Prove that if $n$ is a Carmichael number, it must be square-free.
(An integer is said to be square-free if there is no perfect square other than $1$ that divides it.)
Argue indirectly. Suppose there is some perfect square other than $1$ that divides $n$. Without loss of generality, we may assume it is a square of some prime $p$.
Identifying the highest power of $p$ that divides $n$ as $p^k$, we can then say $n = p^k m$ where $k \ge 2$ and $gcd(p,m) = 1$.
Note that $gcd(p^k,m)=1$ tells us that we can find a unique solution$\pmod{p^k m}$ for $a$ in the following system of congruences, via the Chinese Remainder Theorem: $$\begin{align*} a &\equiv 1+p&\pmod{p^k}\\ a &\equiv 1&\pmod{m} \end{align*}$$
It must be the case that $gcd(a,n) = 1$, as otherwise there would be a prime $q$ that would divide both $a$ and $n$. This would be a problem as if $q \mid m$, then $q \not\equiv 1\pmod{m}$, and if $q = p$, then $q \not\equiv 1+p\pmod{p^k}$.

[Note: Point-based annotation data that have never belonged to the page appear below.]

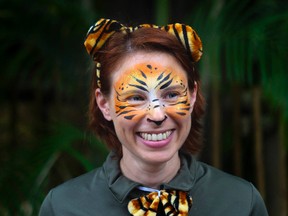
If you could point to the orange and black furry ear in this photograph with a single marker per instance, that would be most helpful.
(103, 29)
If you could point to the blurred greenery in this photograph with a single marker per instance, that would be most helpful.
(45, 79)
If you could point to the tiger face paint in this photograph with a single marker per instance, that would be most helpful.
(149, 86)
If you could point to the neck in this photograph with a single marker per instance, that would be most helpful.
(150, 174)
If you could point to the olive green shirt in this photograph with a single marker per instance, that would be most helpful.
(105, 191)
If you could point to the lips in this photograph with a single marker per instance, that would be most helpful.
(156, 136)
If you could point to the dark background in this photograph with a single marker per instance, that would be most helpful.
(44, 89)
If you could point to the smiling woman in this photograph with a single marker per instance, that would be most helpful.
(146, 104)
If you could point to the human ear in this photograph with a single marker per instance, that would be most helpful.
(103, 104)
(193, 95)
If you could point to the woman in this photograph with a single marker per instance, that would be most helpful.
(146, 104)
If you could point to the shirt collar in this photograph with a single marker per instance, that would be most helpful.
(121, 186)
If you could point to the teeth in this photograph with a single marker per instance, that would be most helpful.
(155, 137)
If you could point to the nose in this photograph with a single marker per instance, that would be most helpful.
(157, 115)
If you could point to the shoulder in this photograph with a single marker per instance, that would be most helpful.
(77, 193)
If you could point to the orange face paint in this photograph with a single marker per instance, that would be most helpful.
(146, 87)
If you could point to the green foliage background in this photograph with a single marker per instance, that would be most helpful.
(45, 79)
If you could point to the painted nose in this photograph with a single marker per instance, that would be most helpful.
(157, 115)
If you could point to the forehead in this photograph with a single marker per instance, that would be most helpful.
(147, 64)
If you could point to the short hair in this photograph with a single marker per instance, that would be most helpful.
(118, 46)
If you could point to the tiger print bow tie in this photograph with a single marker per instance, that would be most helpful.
(174, 203)
(103, 29)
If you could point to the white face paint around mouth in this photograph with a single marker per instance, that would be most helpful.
(155, 137)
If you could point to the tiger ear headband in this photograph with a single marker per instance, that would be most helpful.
(103, 29)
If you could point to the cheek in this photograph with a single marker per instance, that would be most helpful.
(180, 109)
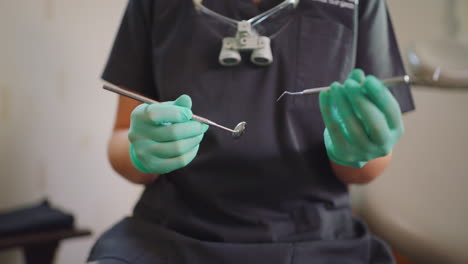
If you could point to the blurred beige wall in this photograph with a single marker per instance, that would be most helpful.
(55, 120)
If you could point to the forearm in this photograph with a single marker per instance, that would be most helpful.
(364, 175)
(119, 157)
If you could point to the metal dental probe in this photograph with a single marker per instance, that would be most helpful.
(236, 132)
(387, 82)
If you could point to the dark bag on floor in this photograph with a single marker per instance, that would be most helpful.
(36, 218)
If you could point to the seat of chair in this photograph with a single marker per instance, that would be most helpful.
(40, 247)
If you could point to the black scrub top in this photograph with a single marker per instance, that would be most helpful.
(270, 196)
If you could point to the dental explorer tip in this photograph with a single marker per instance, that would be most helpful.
(277, 100)
(239, 130)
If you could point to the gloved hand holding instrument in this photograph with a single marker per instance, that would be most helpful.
(163, 138)
(362, 118)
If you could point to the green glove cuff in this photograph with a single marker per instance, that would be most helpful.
(357, 164)
(135, 161)
(329, 146)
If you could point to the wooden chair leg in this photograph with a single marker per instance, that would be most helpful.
(40, 253)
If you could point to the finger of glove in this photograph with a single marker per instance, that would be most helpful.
(385, 101)
(330, 118)
(166, 113)
(354, 129)
(357, 75)
(184, 101)
(372, 118)
(174, 149)
(176, 131)
(163, 166)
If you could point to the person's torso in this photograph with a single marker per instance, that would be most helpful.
(275, 182)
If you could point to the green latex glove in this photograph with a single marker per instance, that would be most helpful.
(163, 137)
(362, 119)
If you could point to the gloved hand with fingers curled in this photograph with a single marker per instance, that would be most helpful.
(362, 118)
(163, 138)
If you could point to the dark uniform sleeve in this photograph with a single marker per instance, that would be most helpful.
(377, 49)
(130, 61)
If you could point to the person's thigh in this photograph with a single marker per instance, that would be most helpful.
(109, 261)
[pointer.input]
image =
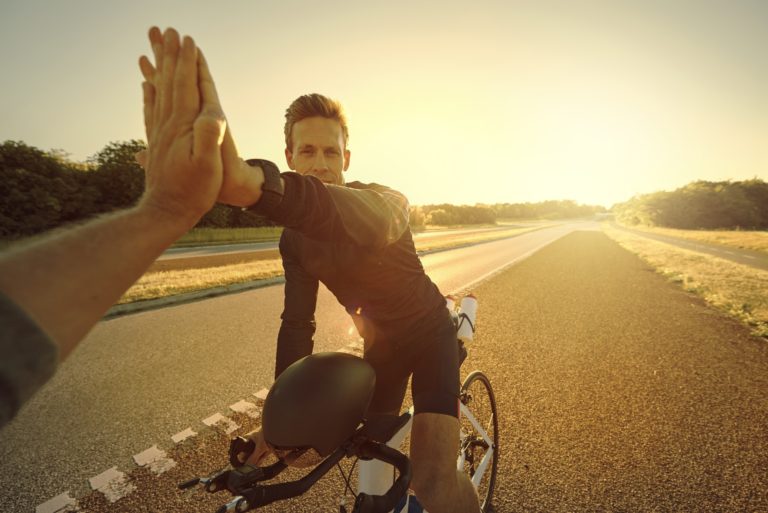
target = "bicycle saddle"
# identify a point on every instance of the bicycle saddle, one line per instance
(318, 402)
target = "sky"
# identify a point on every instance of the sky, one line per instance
(448, 102)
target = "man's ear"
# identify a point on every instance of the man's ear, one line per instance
(289, 159)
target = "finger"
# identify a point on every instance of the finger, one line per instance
(208, 95)
(149, 109)
(147, 69)
(207, 135)
(141, 158)
(186, 98)
(165, 85)
(156, 42)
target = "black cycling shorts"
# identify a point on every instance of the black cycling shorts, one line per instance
(431, 354)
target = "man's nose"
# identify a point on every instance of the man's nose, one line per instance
(320, 163)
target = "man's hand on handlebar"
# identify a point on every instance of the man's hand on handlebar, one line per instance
(262, 450)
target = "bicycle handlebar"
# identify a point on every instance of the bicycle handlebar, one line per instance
(382, 503)
(242, 482)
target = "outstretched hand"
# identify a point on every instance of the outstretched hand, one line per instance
(240, 183)
(185, 129)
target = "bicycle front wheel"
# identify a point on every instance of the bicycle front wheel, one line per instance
(479, 449)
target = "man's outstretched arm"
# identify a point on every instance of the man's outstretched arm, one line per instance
(66, 281)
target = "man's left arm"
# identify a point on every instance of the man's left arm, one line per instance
(66, 281)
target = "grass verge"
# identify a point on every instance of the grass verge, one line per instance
(736, 289)
(159, 284)
(754, 240)
(213, 236)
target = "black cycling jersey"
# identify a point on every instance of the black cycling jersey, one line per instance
(355, 238)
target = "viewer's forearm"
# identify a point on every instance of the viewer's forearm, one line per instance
(68, 280)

Since $n$ is a Carmichael number and $gcd(a,n) = 1$, we know $$a^{n-1} \equiv 1\pmod{n}$$ Recalling $n$ is a multiple of $p^k$, we can reduce this to $a^{n-1} \equiv 1\pmod{p^k}$, and then recalling the system of congruences above for which $a$ was a solution, we can replace $a$ with $(1+p)$: $$(1+p)^{n-1} \equiv 1\pmod{p^k}$$ Multiplying both sides by $(1+p)$, we have $$(1+p)^n \equiv 1 + p\pmod{p^k}$$ Since $k \ge 2$, we know $p^2 \mid p^k$, allowing us to reduce the modulus even further to $$(1+p)^n \equiv 1 + p\pmod{p^2}$$ However, consider the expansion of $(1+p)^n$ by the binomial theorem. $$\begin{align*} (1+p)^n &= 1 + np + {}_nC_2p^2 + {}_nC_3p^3 + \cdots\\ &= 1 + np + p^2({}_nC_2 + {}_nC_3p + \cdots)\\ &= 1 + np + p^2k\\ &= 1 + p^2k_2 \textrm{ for some } k_2 \in \mathbb{Z}, \textrm{ as } p \mid n\\ &\equiv 1\pmod{p^2} \end{align*}$$ Thus we have argued that both $(1+p) \equiv 1+p\pmod{p^2}$ and $(1+p) \equiv 1\pmod{p^2}$. This is of course impossible. We have the desired contradiction -- thus every Carmichael number $n$ must be square-free.